We went up very slowly.  Just under 10 km/h.  For an hour and a half.  Through fog, sun, rain, snow and hail.  We came down at 75 km/h, slowing only to avoid hitting the two grizzlies crossing the road just metres ahead of us.

I’ve got to do this more often!  🙂

Drive down scenic highway 40 through Kananaskis in the summer and you’ll reach Highwood Pass, the highest road in Canada at 2206 metres (7239 feet).  But in winter and spring the pass is closed to motor vehicles.  It belongs to the wildlife.  Which yesterday included a handful of cyclists.

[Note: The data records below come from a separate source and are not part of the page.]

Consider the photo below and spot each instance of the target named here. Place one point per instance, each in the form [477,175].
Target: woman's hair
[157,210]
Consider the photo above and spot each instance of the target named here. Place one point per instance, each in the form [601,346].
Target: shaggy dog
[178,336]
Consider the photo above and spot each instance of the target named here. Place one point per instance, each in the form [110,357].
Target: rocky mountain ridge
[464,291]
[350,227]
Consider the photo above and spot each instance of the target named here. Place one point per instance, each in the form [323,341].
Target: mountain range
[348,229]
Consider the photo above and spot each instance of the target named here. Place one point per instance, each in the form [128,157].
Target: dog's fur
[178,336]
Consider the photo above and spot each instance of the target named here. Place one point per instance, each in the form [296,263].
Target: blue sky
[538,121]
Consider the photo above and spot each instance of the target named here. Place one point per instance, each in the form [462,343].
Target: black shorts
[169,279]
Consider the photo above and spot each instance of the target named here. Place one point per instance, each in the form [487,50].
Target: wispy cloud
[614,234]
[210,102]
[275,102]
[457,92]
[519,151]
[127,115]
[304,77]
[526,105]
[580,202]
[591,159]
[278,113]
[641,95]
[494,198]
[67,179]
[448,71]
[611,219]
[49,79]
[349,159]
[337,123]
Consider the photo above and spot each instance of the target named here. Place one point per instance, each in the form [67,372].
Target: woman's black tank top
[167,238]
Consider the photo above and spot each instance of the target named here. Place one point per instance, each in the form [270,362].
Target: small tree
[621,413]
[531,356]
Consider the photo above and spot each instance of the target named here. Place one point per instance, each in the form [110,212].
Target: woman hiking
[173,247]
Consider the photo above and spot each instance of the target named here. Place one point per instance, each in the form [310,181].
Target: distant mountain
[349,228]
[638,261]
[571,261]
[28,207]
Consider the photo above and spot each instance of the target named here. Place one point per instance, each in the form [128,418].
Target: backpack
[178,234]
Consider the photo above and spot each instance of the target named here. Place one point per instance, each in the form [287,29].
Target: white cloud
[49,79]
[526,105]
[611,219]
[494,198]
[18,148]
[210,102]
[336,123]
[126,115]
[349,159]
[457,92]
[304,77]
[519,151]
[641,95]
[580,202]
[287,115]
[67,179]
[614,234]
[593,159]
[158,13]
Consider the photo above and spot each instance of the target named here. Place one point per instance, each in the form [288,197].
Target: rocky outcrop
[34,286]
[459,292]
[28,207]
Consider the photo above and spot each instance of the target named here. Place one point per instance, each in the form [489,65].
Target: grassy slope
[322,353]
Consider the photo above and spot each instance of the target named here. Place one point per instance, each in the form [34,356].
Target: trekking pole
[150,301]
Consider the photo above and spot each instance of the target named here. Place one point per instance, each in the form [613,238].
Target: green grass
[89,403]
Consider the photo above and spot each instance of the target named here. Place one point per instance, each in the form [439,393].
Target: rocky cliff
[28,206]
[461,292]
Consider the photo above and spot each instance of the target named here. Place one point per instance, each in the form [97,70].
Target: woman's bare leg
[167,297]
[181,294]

I went with Mike, a neighbour from down the street, his brother-in-law Doug, and a friend Jim from our church, all of us casual cyclists.  Mike and Doug have done this route several times, and were nice enough to invite Jim and Yours Truly this year.  We drove out to where the highway closes, biked to the summit, enjoyed squashed PB&H sandwiches surrounded by towering white-capped summits, then biked back down again.  It’s not actually long in terms of kilometres, only 17 km each way, but it’s all uphill.  Breathtaking scenery the entire route (yes, it’s because of the scenery we were out of breath), and lots of wildlife.  The (paved) road was covered with bear and mountain sheep scat, their way of reminding us we’re in their territory.  We saw a bald eagle, plenty of Rocky Mountain Bighorn Sheep, an elk, a moose, prairie dogs (or whatever their mountain cousins are called) which thought my bike pedal made a nice lunch, innumerable birds I couldn’t begin to name, no insects whatsoever, and yes, two big grizzlies.  All so close we could almost touch them if we were foolish enough.

This Friday the pass opens to motor traffic, and the wildlife will fade into the forests for a few more months.  I hope I can visit them again next spring.

Nate

P.S. I’ll post some pictures when Doug emails them to me.  He was the only one with the forethought to bring a camera.